The Right Place at the Right Time

February 18, 2014

By Chloe Beck (Miami University, Ohio ’16)

I realized I was at an interesting place in my life while my instructor was driving three students and I through the future home of Patagonia National Park. We had been in the field for three consecutive days at this point.  I couldn’t tell if we were tan or dirty. I had just spent the last two or so hours climbing around in the sunny rocks looking for lizards with Tyler and Jonny. Despite a few good looks we were unable to catch any before they darted away under rocks or Mulinum bushes. The other two students in the truck, Frances and Bolton, had spent that time surveying for viscacha. So there I was in the truck, holding a pile of guanaco bones that we’ve randomly picked up, with most of my thought process involving how we could finally catch one of those lizards or if Bolton could run fast enough to actually touch the baby guanaco in the road. As I looked out the window at the mountains surrounding the valley and reflected on what was happening I asked myself, ‘when did my life become so interesting?’

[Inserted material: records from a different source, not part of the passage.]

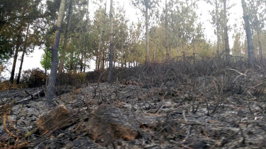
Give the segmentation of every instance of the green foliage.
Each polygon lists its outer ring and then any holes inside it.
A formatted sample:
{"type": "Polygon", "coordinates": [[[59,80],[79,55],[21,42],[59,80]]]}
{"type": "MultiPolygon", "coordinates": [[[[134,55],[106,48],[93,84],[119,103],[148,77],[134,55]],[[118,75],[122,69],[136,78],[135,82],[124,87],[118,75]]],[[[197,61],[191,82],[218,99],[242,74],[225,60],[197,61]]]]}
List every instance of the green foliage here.
{"type": "Polygon", "coordinates": [[[38,68],[23,71],[22,77],[21,82],[31,88],[43,85],[47,78],[44,71],[38,68]]]}
{"type": "Polygon", "coordinates": [[[11,57],[13,54],[12,49],[11,42],[0,35],[0,64],[6,62],[11,57]]]}

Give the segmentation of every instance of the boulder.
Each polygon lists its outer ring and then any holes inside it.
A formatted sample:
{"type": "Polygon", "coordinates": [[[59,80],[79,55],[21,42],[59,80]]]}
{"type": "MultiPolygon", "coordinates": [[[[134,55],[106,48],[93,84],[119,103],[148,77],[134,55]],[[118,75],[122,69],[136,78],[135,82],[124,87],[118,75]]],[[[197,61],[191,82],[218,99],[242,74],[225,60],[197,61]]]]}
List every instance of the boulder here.
{"type": "Polygon", "coordinates": [[[90,138],[99,143],[108,143],[120,138],[129,141],[136,138],[139,134],[133,120],[113,106],[103,104],[87,122],[86,131],[90,138]]]}
{"type": "Polygon", "coordinates": [[[36,122],[39,132],[42,134],[73,124],[77,120],[76,113],[75,111],[61,104],[39,115],[36,122]]]}

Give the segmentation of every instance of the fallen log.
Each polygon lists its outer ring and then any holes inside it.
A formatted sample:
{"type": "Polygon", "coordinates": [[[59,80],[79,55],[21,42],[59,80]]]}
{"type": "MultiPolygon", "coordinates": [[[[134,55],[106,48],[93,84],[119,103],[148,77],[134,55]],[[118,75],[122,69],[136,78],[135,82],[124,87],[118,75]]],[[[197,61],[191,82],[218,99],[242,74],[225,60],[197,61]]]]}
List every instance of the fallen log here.
{"type": "Polygon", "coordinates": [[[42,94],[44,92],[44,91],[43,89],[41,89],[38,91],[37,92],[33,94],[29,94],[28,92],[26,92],[26,93],[27,93],[28,95],[29,96],[27,97],[27,98],[24,99],[22,99],[20,100],[19,100],[18,101],[15,101],[15,103],[18,103],[19,102],[22,102],[23,101],[27,101],[29,100],[30,100],[34,98],[35,97],[38,97],[39,95],[41,94],[42,94]]]}

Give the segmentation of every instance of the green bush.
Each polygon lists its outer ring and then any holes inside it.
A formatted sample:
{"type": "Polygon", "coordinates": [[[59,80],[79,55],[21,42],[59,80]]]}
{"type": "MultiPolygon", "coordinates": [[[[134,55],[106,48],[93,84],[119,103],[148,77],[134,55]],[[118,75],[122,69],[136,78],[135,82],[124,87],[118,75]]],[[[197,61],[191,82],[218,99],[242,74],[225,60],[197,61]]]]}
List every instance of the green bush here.
{"type": "Polygon", "coordinates": [[[57,85],[62,86],[69,85],[76,87],[81,87],[86,81],[86,75],[83,72],[69,71],[61,74],[57,78],[57,85]]]}
{"type": "Polygon", "coordinates": [[[44,84],[47,78],[43,70],[39,68],[33,68],[23,71],[21,82],[32,88],[44,84]]]}

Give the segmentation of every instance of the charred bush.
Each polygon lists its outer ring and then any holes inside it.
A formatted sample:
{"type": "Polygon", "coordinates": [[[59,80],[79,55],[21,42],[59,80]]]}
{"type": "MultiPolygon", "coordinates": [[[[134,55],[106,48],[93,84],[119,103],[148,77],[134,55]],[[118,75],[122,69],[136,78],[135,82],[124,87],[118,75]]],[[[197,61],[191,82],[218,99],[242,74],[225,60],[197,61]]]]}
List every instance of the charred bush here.
{"type": "Polygon", "coordinates": [[[29,69],[23,71],[21,82],[32,88],[44,85],[47,77],[44,71],[39,68],[29,69]]]}
{"type": "Polygon", "coordinates": [[[58,75],[57,79],[57,84],[59,85],[70,85],[78,88],[85,83],[86,75],[83,72],[69,71],[61,73],[58,75]]]}

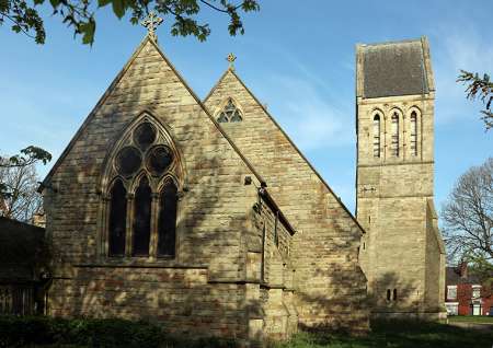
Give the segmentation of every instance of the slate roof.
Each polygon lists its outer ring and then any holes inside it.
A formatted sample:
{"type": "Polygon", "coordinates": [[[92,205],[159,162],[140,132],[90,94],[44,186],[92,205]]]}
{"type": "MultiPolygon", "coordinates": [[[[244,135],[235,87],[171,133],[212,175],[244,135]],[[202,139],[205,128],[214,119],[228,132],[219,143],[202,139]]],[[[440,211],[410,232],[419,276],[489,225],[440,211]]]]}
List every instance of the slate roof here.
{"type": "Polygon", "coordinates": [[[363,96],[428,93],[421,39],[362,45],[363,96]]]}
{"type": "Polygon", "coordinates": [[[34,280],[45,229],[0,217],[0,282],[34,280]]]}

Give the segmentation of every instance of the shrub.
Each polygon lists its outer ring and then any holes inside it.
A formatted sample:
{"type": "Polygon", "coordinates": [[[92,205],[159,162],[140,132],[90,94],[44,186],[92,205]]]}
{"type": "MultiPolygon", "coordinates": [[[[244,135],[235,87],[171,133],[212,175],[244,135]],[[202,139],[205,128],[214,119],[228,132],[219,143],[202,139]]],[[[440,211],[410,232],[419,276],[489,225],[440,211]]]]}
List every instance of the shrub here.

Students hiking high up in the Patagonian mountains.

Students hiking high up in the Patagonian mountains.


It started about a month ago when I met seven new people in Santiago airport. These seven have become my classmates, research partners, and new friends. We have spent our time together camping, doing field work, and learning about all sorts of interesting species, environments, and interactions. We were brought together because of our common interest but I have come to realize that many of the events since have been happenstance. Collecting empirical scientific data can happen even when unexpected. One example of this is our first couple of lizard sightings. While doing viscacha surveys up on the cliffs, some students noticed something small quickly dart away as they approached. There were a few of us that wanted to pursue these sightings further. This led to the wild lizard search I went on with Jonny and Tyler. Now that we have had a few attempts at catching the little guys, we have been devising a plan to go again. Hopefully this next time we will be able to catch one and get a positive ID.

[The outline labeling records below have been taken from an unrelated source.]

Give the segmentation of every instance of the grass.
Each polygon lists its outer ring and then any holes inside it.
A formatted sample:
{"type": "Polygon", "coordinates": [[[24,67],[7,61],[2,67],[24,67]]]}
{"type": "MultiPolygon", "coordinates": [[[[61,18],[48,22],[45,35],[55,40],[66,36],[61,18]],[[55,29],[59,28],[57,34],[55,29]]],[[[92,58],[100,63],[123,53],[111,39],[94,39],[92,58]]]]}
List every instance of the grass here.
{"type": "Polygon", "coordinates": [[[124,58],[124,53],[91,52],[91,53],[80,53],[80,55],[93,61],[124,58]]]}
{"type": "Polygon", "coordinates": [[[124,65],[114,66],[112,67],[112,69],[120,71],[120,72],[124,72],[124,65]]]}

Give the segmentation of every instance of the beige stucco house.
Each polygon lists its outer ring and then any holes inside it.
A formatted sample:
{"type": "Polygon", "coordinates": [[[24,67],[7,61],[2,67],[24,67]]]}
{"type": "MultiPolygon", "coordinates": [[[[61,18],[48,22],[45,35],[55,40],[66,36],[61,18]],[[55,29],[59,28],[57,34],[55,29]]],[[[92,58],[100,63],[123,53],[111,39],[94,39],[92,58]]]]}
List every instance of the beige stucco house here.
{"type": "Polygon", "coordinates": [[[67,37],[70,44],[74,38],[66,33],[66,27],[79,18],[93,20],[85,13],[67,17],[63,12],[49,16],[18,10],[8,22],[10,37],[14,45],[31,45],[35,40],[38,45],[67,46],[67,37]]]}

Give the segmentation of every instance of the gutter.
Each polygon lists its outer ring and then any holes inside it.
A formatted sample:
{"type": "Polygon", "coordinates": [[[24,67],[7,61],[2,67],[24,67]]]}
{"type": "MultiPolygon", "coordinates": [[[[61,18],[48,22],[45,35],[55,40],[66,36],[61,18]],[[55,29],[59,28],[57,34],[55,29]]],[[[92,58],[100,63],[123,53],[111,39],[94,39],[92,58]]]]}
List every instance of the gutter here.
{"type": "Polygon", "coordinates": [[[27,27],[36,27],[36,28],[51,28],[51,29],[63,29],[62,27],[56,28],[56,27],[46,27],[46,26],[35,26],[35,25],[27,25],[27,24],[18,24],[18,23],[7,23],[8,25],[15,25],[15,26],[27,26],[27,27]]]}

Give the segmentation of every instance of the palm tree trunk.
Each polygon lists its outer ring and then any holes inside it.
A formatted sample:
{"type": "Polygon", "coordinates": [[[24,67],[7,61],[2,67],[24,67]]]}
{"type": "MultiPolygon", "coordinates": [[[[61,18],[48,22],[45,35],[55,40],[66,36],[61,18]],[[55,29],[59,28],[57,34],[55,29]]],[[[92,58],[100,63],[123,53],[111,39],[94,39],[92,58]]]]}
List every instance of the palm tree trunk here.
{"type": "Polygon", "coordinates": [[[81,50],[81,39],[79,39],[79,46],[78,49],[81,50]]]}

A second example of a random and lucky finding was while on a bird survey Laurel spotted three little frogs looking right at her. Of course there was a group that went back to check it out. After about ten minutes of searching the reeds in the high marsh area, Jonny spotted the first four-eyed frog. Naturally, after seeing how awesome it was, the rest of us were pretty keen on catching a frog ourselves and we did! Let me tell you we had some pretty cheesy smiles on our faces after our catches, and there is photo evidence of that.

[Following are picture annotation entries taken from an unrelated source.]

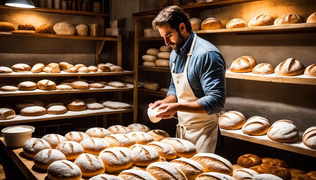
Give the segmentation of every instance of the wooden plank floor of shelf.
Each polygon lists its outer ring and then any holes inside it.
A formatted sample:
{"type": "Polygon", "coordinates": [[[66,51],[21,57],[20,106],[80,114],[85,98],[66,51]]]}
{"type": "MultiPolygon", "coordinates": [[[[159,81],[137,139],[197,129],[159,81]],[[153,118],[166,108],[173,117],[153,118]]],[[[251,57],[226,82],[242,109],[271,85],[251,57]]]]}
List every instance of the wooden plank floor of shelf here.
{"type": "Polygon", "coordinates": [[[226,70],[226,78],[241,79],[247,80],[254,80],[270,81],[277,83],[294,83],[306,84],[316,84],[316,78],[310,77],[304,75],[283,76],[276,75],[274,73],[261,75],[249,73],[234,73],[229,69],[226,70]]]}
{"type": "Polygon", "coordinates": [[[20,115],[15,115],[15,117],[13,119],[7,120],[0,120],[0,125],[123,113],[133,112],[133,111],[134,109],[132,108],[128,109],[114,110],[105,108],[97,110],[86,109],[80,111],[68,111],[64,114],[58,115],[46,114],[37,116],[24,116],[20,115]]]}
{"type": "Polygon", "coordinates": [[[273,141],[269,139],[266,135],[249,136],[243,133],[241,129],[226,130],[221,129],[221,133],[222,135],[225,136],[316,157],[316,150],[307,147],[303,143],[302,140],[303,132],[300,132],[298,140],[296,142],[290,143],[283,143],[273,141]]]}

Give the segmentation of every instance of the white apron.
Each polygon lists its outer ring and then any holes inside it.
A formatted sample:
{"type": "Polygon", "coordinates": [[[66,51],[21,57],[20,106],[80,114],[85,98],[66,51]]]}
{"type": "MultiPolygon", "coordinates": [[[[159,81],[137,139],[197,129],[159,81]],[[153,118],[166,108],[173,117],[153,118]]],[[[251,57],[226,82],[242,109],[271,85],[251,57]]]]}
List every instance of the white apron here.
{"type": "MultiPolygon", "coordinates": [[[[195,96],[188,80],[187,68],[192,55],[197,35],[188,54],[184,71],[182,73],[173,73],[175,63],[172,65],[171,73],[175,86],[178,102],[192,102],[199,98],[195,96]]],[[[177,125],[176,137],[187,140],[193,143],[198,153],[214,153],[216,145],[219,114],[209,115],[207,113],[191,113],[178,111],[179,124],[177,125]]]]}

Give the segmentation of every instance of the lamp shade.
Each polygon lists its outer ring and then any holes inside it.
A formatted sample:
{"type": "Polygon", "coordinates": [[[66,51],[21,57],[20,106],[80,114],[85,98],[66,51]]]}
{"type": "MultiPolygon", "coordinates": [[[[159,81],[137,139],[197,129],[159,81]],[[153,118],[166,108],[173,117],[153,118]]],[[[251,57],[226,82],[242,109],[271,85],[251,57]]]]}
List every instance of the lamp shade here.
{"type": "Polygon", "coordinates": [[[5,5],[9,6],[24,8],[34,8],[35,7],[31,0],[7,0],[5,5]]]}

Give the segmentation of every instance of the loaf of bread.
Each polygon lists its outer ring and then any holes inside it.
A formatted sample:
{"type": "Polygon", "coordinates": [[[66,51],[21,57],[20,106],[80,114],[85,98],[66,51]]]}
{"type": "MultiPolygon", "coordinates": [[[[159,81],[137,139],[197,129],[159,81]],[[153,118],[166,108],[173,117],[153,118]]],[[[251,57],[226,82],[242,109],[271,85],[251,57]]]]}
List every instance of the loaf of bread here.
{"type": "Polygon", "coordinates": [[[268,74],[274,72],[274,68],[267,63],[261,63],[252,69],[252,73],[257,74],[268,74]]]}
{"type": "Polygon", "coordinates": [[[204,20],[201,26],[201,30],[212,30],[222,29],[222,25],[218,19],[209,18],[204,20]]]}
{"type": "Polygon", "coordinates": [[[294,58],[289,58],[278,65],[274,73],[279,76],[295,76],[301,74],[304,69],[301,62],[294,58]]]}
{"type": "Polygon", "coordinates": [[[230,69],[231,71],[235,73],[250,72],[257,65],[257,61],[253,58],[245,56],[233,61],[230,69]]]}
{"type": "Polygon", "coordinates": [[[240,18],[232,19],[226,24],[226,29],[245,28],[248,27],[247,22],[243,20],[240,18]]]}
{"type": "Polygon", "coordinates": [[[218,118],[221,128],[229,130],[239,129],[246,122],[245,116],[240,113],[232,111],[222,115],[218,118]]]}
{"type": "Polygon", "coordinates": [[[67,139],[64,136],[56,134],[46,134],[43,136],[42,139],[47,141],[52,149],[56,148],[59,143],[67,141],[67,139]]]}
{"type": "Polygon", "coordinates": [[[160,141],[165,138],[170,137],[170,135],[168,133],[162,130],[155,129],[152,130],[147,132],[154,138],[154,139],[157,141],[160,141]]]}
{"type": "Polygon", "coordinates": [[[112,133],[103,128],[93,127],[87,130],[86,134],[91,137],[103,138],[106,136],[112,134],[112,133]]]}
{"type": "Polygon", "coordinates": [[[82,175],[77,165],[67,160],[55,161],[49,166],[47,175],[51,180],[80,180],[82,175]]]}
{"type": "Polygon", "coordinates": [[[40,151],[45,149],[51,148],[51,145],[45,140],[32,137],[24,142],[23,153],[27,157],[33,159],[40,151]]]}
{"type": "Polygon", "coordinates": [[[237,160],[237,165],[246,168],[259,165],[262,163],[261,158],[250,154],[243,155],[237,160]]]}
{"type": "Polygon", "coordinates": [[[279,17],[274,21],[274,25],[298,24],[303,22],[303,17],[296,14],[289,14],[279,17]]]}
{"type": "Polygon", "coordinates": [[[311,77],[316,77],[316,64],[308,66],[304,70],[304,75],[311,77]]]}
{"type": "Polygon", "coordinates": [[[254,116],[247,120],[241,128],[241,131],[248,135],[261,136],[266,134],[270,128],[268,119],[260,116],[254,116]]]}
{"type": "Polygon", "coordinates": [[[248,23],[248,27],[257,27],[273,25],[273,17],[268,15],[260,14],[255,16],[248,23]]]}
{"type": "Polygon", "coordinates": [[[273,123],[268,130],[267,135],[272,141],[291,142],[298,139],[299,132],[297,127],[292,121],[283,120],[273,123]]]}
{"type": "Polygon", "coordinates": [[[168,137],[161,141],[173,148],[179,157],[190,158],[198,153],[196,148],[192,142],[185,139],[168,137]]]}
{"type": "Polygon", "coordinates": [[[126,148],[107,148],[101,151],[99,156],[104,164],[106,172],[119,173],[133,165],[132,154],[126,148]]]}
{"type": "Polygon", "coordinates": [[[80,168],[82,176],[91,177],[104,173],[104,165],[97,156],[88,153],[79,155],[75,160],[75,164],[80,168]]]}
{"type": "Polygon", "coordinates": [[[303,135],[303,142],[310,148],[316,149],[316,126],[308,128],[303,135]]]}
{"type": "Polygon", "coordinates": [[[34,165],[39,169],[46,171],[48,167],[53,162],[65,160],[66,156],[58,150],[46,149],[40,151],[35,155],[34,165]]]}
{"type": "Polygon", "coordinates": [[[202,20],[198,18],[191,18],[189,20],[191,23],[191,27],[193,31],[198,31],[201,29],[202,20]]]}
{"type": "Polygon", "coordinates": [[[188,180],[194,180],[199,175],[205,172],[202,165],[190,159],[181,158],[171,161],[170,163],[181,170],[188,180]]]}
{"type": "Polygon", "coordinates": [[[84,153],[83,148],[76,141],[64,141],[59,143],[56,149],[63,153],[68,160],[74,160],[84,153]]]}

A final example I have from this past week is a true testimony of how thorough our binocular cliff scanning skills have become. As Andrew and I were in the first scanning spot of our viscacha survey patch I spotted something at the base of a crevasse. Not a viscacha but a Magellanic horned owl! This was my first owl sighting in the valley. It definitely made up for the fact that I have yet to personally spot any viscacha.

So there it is. Within the past week I have seen three species that I wasn’t looking for. I’m so glad that someone in our group happened to be in the right place at the right time so we could all learn something new. That’s kind of how I feel about myself right now. I am in the right place at the right time. Taking a semester in Patagonia and being with this group is incredible. We have spent our time in some of the most beautiful landscapes ever.  I mean, honestly, what is a better way to spend Valentine’s day than having a sleepover with your friends under a full moon next to a mountain lake with the intent to wake up and go birding in the morning? I wouldn’t have it any other way. That’s not to say it is all glamorous. I have had sunburn and chilblains and just a couple days ago I had to face the loss of my dearest four-degree sleeping bag. Every one of us has dirty hair, dirty clothes, and at least half a dozen splinters at any given time. I can’t speak for everyone in the group but I don’t think anyone really minds because it’s a combination of EVERYTHING that is making our lives more interesting. Adventure is making US more interesting and we are in the perfect place for adventuring so there is no better time than now.